Di: 8 commenti 8 Difficoltà: difficile
cremoso alla pera con inserto di composta di pere

Ovviamente sono lontana dalla perfezione per questo genere di preparazioni, ma era da tanto tempo che avevo comprato lo stampo in silicone con gli incavi a forma di pera pensando a questo dessert.
Ho provato prima a realizzare questo dolce al cucchiaio con una bavarese alla pera, ma il gusto era troppo delicato e poco incisivo. Inoltre avevo fatto degli errori e non ero riuscita glassare bene. Ci ho riprovato, questa volta con un cremoso alla pera, che è decisamente molto più saporito.

Ne è venuto fuori un dolce buonissimo. Certo non è una di quelle preparazioni da fare tutti i giorni. Richiede tempo, precisione e pazienza, ma avevo in mente di prepararlo da tanto e finalmente ci sono riuscita.
Non è perfetto come lo sono i dolci di questo genere, ma mi accontento. Con l'esperienza migliorerò!

Vi lascio alla ricetta!

- Ingredienti -

(per 5 porzioni)

  • PER LA COMPOSTA DI PERE
  • 2 pere Williams
  • 3 cucchiai pieni di zucchero di canna
  • succo e buccia grattugiata di 1/2 limone
  • la punta di un coltello di cannella in polvere (facoltativo)
  • --------------------------------------
  • PER IL CREMOSO ALLA PERA
  • 150g di crema inglese (ricetta di seguito)
  • 150g di purea di pere Williams
  • 150g di cioccolato bianco di buona qualità
  • 0,7g di gelatina oro, 200 blooms (va bene la colla di pesce Paneangeli)
  • ----------------------------------------
  • PER LA CREMA INGLESE
  • 100g di latte intero fresco
  • 25g di panna fresca liquida
  • 30g di tuorli (da 2 uova medie)
  • 25g di zucchero
  • 1 pizzico di sale
  • ---------------------------------
  • PER LA GLASSA A SPECCHIO
  • 70g di zucchero semolato
  • 70g di cioccolato bianco di buona qualità
  • 35g di acqua
  • 70g di sciroppo di glucosio
  • 47g di latte condensato
  • 4g di colla di pesce in fogli Paneangeli (che ha 240 Bloom)
  • colorante alimentare in gel verde foglia
  • colorante alimentare in gel giallo oro
  • colorante alimentare in gel color uva spina (gooseberry)
  • 1 cucchiaino di cacao amaro in polvere
  • ----------------------------------
  • STRUMENTI NECESSARI
  • 1 termometro affidabile
  • 1 mixer a immersione
  • stampo in silicone semi sfere da 3cm di diametro
  • stampo in silicone 3d con incavi a forma di pera
  • 1 griglia per glassare le pere
  • 1 stecchino da spiedino
  • 1 piccola spatola a gomito
  • 1 colino
PER 5 PERE

- Procedimento -

Nota preliminare importante

Sebbene, purtroppo, il potere di gelificazione delle gelatine che si trovano in commercio nei supermercati non è specificato, è importante saperlo. Il potere di gelificazione è indicato da un’unità di misura dettai Bloom. Un alto Bloom indica un alto potere gelificante.
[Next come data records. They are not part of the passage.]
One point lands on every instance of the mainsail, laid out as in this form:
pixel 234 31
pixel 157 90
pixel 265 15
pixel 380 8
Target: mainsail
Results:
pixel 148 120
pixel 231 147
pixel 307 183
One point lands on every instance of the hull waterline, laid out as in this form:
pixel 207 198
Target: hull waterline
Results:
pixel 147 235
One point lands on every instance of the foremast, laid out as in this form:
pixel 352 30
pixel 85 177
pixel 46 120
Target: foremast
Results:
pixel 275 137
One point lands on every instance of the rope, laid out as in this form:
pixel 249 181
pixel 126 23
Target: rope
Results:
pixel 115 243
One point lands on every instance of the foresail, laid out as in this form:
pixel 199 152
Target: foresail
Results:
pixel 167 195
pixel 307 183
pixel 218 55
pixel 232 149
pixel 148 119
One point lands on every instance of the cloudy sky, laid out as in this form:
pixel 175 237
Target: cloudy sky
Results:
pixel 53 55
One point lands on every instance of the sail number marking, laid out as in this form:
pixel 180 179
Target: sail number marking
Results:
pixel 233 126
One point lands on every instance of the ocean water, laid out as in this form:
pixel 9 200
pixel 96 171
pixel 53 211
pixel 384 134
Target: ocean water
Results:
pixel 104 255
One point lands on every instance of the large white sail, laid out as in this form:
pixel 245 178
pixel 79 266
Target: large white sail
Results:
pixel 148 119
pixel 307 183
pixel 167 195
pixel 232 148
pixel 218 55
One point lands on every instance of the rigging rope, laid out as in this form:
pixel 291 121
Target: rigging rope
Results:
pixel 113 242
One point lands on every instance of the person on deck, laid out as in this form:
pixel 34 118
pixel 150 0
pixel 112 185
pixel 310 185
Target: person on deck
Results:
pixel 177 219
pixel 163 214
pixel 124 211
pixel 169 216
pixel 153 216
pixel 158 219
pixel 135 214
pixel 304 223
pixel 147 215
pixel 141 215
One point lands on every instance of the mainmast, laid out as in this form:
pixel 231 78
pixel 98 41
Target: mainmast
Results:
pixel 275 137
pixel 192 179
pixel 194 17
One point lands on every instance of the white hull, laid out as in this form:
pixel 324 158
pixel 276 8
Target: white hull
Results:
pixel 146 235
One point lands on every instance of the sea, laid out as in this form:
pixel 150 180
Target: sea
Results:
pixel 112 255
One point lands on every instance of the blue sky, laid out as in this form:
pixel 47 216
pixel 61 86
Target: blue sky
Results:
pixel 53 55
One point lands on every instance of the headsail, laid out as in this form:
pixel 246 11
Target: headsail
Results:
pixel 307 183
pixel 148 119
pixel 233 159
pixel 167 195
Ciascuna marca di colla di pesce o gelatina in commercio ha un diverso potere gelificante, quindi non è detto che 4g di gelatina Paneangeli corrispondano a 4 di gelatina Rebecchi o altra marca. E’ per questo che ho specificato che va bene quella della Paneangeli.

La colla di pesce o gelatina Paneangeli corrisponde a 240 Blooms. Se non sapete qual è il potere gelificante di eventuali altre colle di pesce che avete in casa, evitate di usarla perché non è detto che sia idonea.

Se comunque avete una gelatina di cui conoscete i Bloom e sono diversi da quelli che servono per la ricetta, esiste una formula per sapere la quantità di gelatina da mettere in quel caso. Invariato: Se comunque avete una gelatina di cui conoscete i Bloom e sono diversi da quelli che servono per la ricetta, esiste una formula per sapere la quantità di gelatina da mettere in quel caso.

La formula è la seguente:

 

Grammi di gelatina da usare grammi di gelatina previsti dalla ricetta diviso Bloom della gelatina che abbiamo in casa moltiplicato Bloom della gelatina previsti dalla ricetta

 

Detto questo, evitate i siti, i blog o le ricette che indicano di usare tot fogli di gelatina, perchè non tutte le marche fanno fogli dello stesso peso! E’ un’indicazione assolutamente aleatoria e forviante! Senza contare poi che 2 fogli di una marca, anche ammettendo che avessero lo stesso di peso di quelli di un’altra marca, non è detto che abbiano lo stesso potere gelificante.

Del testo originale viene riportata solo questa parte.